Q-switched output of 1.1 J/pulse at a 2.053 microm wavelength has been achieved in a diode-pumped Ho: Tm: LuLF laser with a side-pumped rod configuration in a master-oscillator-power-amplifier (MOPA) architecture. This is the first time to our knowledge that a 2 microm laser has broken the joule per pulse barrier for Q-switched operation. The total system efficiency reaches 5% and 6.2% for single- and double-pulse operation, respectively. The system produces an excellent 1.4 times transform-limited beam quality.

Coherent differential absorption lidar measurements of CO2.

A differential absorption lidar has been built to measure CO2 concentration in the atmosphere. The transmitter is a pulsed single-frequency Ho:Tm:YLF laser at a 2.05-microm wavelength. A coherent heterodyne receiver was used to achieve sensitive detection, with the additional capability for wind profiling by a Doppler technique. Signal processing includes an algorithm for power measurement of a heterodyne signal. Results show a precision of the CO2 concentration measurement of 1%-2% 1sigma standard deviation over column lengths ranging from 1.2 to 2.8 km by an average of 1000 pulse pairs. A preliminary assessment of instrument sensitivity was made with an 8-h-long measurement set, along with correlative measurements with an in situ sensor, to determine that a CO2 trend could be detected.
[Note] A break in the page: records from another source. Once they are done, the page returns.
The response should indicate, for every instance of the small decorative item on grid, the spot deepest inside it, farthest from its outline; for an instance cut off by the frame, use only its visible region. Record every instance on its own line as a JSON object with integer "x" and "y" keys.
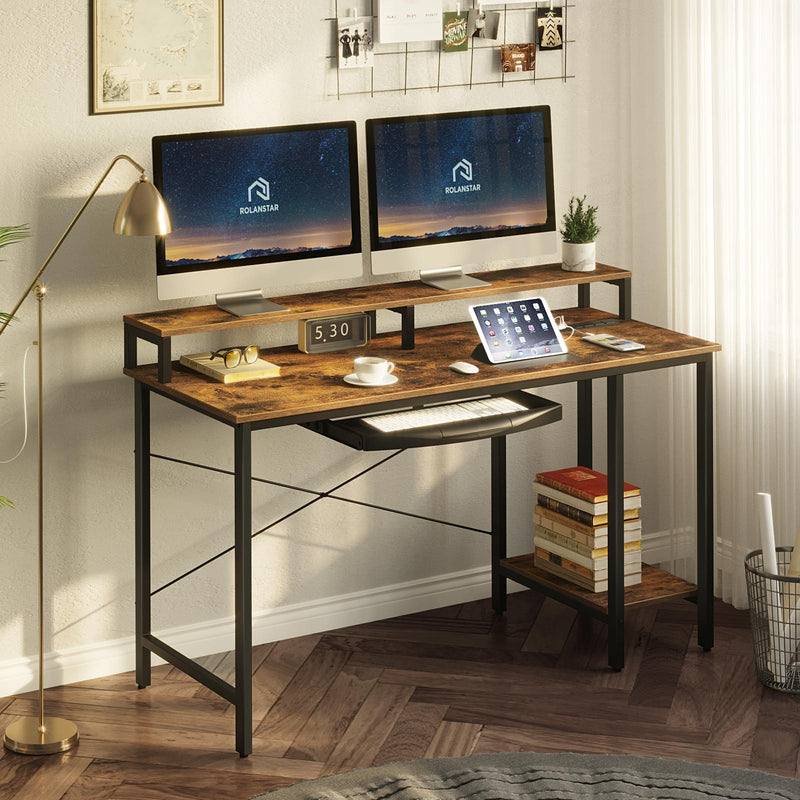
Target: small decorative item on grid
{"x": 550, "y": 27}
{"x": 454, "y": 31}
{"x": 356, "y": 43}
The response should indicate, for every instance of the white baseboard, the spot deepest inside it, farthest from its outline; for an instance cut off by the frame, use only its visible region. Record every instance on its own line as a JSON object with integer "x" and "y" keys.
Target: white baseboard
{"x": 216, "y": 636}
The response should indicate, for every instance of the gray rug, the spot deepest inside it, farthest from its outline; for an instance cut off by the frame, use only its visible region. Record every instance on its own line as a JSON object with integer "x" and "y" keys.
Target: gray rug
{"x": 543, "y": 776}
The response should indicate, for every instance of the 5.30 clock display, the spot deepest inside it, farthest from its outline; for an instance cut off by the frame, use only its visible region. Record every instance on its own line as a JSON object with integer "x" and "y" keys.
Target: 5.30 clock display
{"x": 325, "y": 334}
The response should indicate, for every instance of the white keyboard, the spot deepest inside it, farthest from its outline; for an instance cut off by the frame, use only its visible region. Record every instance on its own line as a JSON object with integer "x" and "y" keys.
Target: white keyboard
{"x": 451, "y": 412}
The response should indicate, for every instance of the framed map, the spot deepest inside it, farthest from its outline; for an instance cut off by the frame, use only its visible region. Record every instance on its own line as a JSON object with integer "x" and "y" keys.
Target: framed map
{"x": 151, "y": 54}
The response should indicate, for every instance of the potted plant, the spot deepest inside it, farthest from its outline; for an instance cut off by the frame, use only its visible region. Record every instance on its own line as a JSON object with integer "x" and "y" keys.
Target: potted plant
{"x": 579, "y": 232}
{"x": 8, "y": 235}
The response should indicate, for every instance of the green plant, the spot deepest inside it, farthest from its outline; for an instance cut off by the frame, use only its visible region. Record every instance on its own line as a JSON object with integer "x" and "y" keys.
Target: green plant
{"x": 579, "y": 224}
{"x": 10, "y": 234}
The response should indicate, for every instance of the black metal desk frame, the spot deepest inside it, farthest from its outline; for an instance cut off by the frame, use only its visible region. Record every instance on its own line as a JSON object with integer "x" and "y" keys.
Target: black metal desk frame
{"x": 240, "y": 694}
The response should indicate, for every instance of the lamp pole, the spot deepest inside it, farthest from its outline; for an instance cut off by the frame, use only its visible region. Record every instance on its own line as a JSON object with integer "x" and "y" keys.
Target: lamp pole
{"x": 142, "y": 212}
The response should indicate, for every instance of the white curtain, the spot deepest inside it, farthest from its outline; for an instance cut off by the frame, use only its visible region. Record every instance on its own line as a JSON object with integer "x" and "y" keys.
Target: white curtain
{"x": 733, "y": 160}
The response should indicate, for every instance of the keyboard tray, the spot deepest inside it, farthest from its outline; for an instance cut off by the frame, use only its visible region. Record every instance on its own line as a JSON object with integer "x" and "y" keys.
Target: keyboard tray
{"x": 356, "y": 433}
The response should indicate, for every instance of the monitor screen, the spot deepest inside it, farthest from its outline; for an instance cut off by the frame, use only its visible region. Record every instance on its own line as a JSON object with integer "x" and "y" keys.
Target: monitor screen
{"x": 459, "y": 177}
{"x": 242, "y": 200}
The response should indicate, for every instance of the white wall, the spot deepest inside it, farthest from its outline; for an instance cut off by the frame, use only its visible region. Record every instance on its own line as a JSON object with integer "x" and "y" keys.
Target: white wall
{"x": 606, "y": 144}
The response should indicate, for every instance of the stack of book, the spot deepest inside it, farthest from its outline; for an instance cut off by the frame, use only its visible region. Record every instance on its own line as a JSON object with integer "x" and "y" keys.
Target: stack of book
{"x": 571, "y": 534}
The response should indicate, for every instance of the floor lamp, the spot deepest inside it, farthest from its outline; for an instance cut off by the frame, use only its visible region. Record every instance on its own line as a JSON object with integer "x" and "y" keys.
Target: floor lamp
{"x": 141, "y": 213}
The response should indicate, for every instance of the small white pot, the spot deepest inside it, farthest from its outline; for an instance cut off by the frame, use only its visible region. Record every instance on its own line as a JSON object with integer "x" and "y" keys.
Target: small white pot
{"x": 578, "y": 257}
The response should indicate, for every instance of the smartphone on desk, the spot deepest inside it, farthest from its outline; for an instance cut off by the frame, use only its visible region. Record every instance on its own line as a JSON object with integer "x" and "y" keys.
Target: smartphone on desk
{"x": 613, "y": 342}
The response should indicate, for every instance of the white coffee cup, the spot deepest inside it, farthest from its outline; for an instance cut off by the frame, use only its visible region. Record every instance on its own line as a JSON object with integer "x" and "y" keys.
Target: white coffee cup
{"x": 370, "y": 369}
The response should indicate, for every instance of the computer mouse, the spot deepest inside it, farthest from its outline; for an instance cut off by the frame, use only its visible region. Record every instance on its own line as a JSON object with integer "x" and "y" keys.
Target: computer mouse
{"x": 464, "y": 368}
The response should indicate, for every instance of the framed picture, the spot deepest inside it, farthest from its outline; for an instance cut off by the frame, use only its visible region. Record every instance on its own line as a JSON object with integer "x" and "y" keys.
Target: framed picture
{"x": 155, "y": 54}
{"x": 356, "y": 44}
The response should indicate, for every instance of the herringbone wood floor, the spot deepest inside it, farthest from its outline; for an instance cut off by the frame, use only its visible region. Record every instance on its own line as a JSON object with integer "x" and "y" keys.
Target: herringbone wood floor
{"x": 449, "y": 682}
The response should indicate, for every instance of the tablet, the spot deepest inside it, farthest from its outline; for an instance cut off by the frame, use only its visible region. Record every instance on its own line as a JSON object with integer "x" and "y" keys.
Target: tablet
{"x": 517, "y": 330}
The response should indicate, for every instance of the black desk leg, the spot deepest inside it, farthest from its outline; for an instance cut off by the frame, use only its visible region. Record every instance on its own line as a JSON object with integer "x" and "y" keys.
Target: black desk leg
{"x": 499, "y": 583}
{"x": 243, "y": 582}
{"x": 616, "y": 550}
{"x": 705, "y": 503}
{"x": 142, "y": 540}
{"x": 585, "y": 423}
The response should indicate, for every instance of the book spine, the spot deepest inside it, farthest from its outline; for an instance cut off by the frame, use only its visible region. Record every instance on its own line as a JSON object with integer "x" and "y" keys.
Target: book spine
{"x": 592, "y": 537}
{"x": 590, "y": 520}
{"x": 602, "y": 497}
{"x": 586, "y": 550}
{"x": 567, "y": 499}
{"x": 201, "y": 368}
{"x": 590, "y": 567}
{"x": 584, "y": 505}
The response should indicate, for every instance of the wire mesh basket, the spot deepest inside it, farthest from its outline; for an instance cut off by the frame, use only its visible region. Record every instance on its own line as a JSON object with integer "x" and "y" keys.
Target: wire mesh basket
{"x": 775, "y": 620}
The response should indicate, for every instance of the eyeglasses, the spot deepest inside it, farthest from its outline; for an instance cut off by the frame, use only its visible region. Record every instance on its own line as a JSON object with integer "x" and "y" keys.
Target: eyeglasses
{"x": 233, "y": 356}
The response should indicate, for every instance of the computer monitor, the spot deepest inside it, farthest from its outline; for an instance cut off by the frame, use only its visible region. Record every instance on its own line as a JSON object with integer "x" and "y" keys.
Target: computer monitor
{"x": 255, "y": 208}
{"x": 461, "y": 191}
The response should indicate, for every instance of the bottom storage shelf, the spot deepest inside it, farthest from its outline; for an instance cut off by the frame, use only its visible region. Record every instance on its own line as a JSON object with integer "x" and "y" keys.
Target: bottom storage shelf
{"x": 657, "y": 586}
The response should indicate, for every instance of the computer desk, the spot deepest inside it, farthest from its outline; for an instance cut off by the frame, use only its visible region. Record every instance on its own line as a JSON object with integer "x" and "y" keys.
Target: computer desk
{"x": 311, "y": 388}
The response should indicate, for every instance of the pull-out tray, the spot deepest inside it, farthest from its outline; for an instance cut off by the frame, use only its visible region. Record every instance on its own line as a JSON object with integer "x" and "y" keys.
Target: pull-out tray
{"x": 356, "y": 433}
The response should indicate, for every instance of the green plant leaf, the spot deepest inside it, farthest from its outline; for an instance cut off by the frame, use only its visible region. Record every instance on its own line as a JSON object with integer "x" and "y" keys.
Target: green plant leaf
{"x": 579, "y": 223}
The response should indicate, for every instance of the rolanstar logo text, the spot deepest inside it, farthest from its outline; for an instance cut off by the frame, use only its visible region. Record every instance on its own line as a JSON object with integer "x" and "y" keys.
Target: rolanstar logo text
{"x": 464, "y": 171}
{"x": 260, "y": 189}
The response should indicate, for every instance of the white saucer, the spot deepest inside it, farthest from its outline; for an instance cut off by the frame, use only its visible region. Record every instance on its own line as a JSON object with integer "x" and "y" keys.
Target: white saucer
{"x": 353, "y": 379}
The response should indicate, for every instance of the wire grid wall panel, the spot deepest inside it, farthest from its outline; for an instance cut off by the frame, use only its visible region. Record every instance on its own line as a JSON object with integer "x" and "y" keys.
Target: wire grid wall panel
{"x": 423, "y": 66}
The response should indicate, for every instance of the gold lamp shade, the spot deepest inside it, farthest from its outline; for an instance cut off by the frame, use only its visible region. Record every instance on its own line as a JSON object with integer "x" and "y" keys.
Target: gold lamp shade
{"x": 142, "y": 211}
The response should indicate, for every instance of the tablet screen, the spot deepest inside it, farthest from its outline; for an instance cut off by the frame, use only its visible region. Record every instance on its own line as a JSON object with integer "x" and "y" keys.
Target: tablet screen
{"x": 514, "y": 330}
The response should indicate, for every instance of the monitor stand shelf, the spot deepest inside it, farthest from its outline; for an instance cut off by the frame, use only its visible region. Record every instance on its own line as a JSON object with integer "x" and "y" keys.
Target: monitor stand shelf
{"x": 158, "y": 327}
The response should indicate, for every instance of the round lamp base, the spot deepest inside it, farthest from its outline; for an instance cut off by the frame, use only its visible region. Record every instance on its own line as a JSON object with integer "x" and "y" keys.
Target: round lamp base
{"x": 25, "y": 737}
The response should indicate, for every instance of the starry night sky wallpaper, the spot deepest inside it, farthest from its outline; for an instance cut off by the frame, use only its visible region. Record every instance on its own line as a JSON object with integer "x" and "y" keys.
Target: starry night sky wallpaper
{"x": 205, "y": 183}
{"x": 414, "y": 162}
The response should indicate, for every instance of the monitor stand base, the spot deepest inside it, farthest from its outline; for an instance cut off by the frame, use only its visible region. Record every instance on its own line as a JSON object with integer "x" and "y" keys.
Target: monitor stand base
{"x": 449, "y": 278}
{"x": 247, "y": 304}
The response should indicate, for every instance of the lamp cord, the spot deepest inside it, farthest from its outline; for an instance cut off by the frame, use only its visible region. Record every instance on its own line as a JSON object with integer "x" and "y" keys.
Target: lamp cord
{"x": 24, "y": 407}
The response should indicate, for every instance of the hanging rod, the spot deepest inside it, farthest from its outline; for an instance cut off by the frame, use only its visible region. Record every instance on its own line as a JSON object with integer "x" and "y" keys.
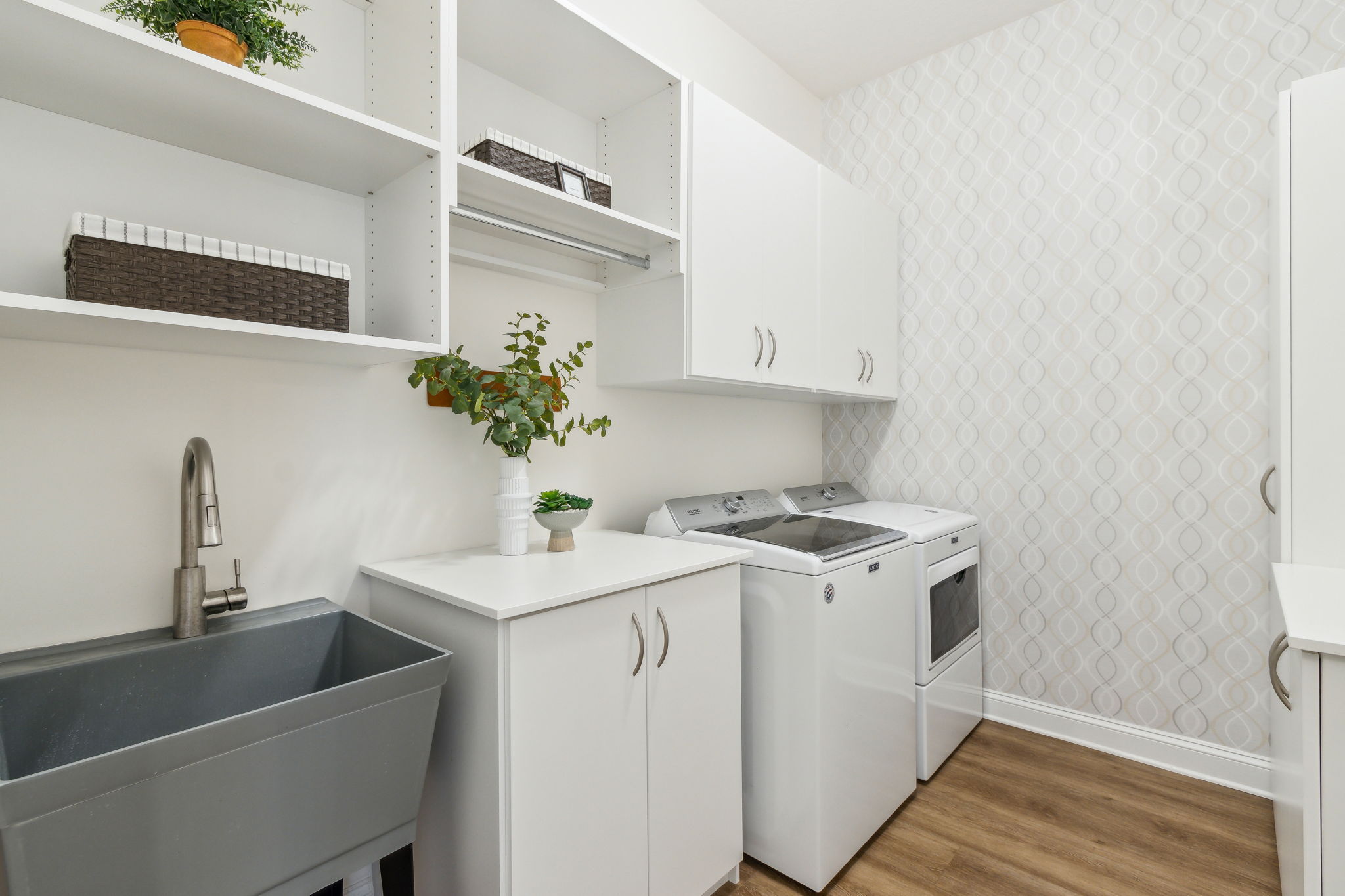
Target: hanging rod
{"x": 541, "y": 233}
600-mJ, double-pulse 2-microm laser.

An efficient double-pulse Ho:Tm:YLF 2-microm laser with total Q-switched output energy of 600 mJ has been demonstrated. A double-pulse pair is obtained per pump pulse. By operation of the laser in a double-pulse format, the residual energy stored among the Tm ions is transferred to the Ho atoms that were de-excited by the extraction of the first Q-switched pulse. Thus, the overall laser efficiency is increased by 61%.

Precise wavelength control of a single-frequency pulsed Ho:Tm:YLF laser.

We demonstrate wavelength control of a single-frequency diode-pumped Ho:Tm:YLF laser by referencing its wavelength to an absorption line of carbon dioxide. We accomplish this wavelength control by injection seeding with a cw Ho:Tm:YLF laser that can be tuned over or stabilized to carbon dioxide or water vapor lines. We show that the pulsed laser can be scanned precisely over an absorption line of carbon dioxide by scanning the injection seed laser wavelength. We locked the pulsed laser to within 18.5 MHz of the absorption line center by stabilizing the injection seed on the line center. The single-frequency pulsed output, intended for use as a transmitter for differential absorption lidar detection of atmospheric carbon dioxide and water vapor and for coherent detection of wind, is 100 mJ per pulse at a 5-Hz repetition rate.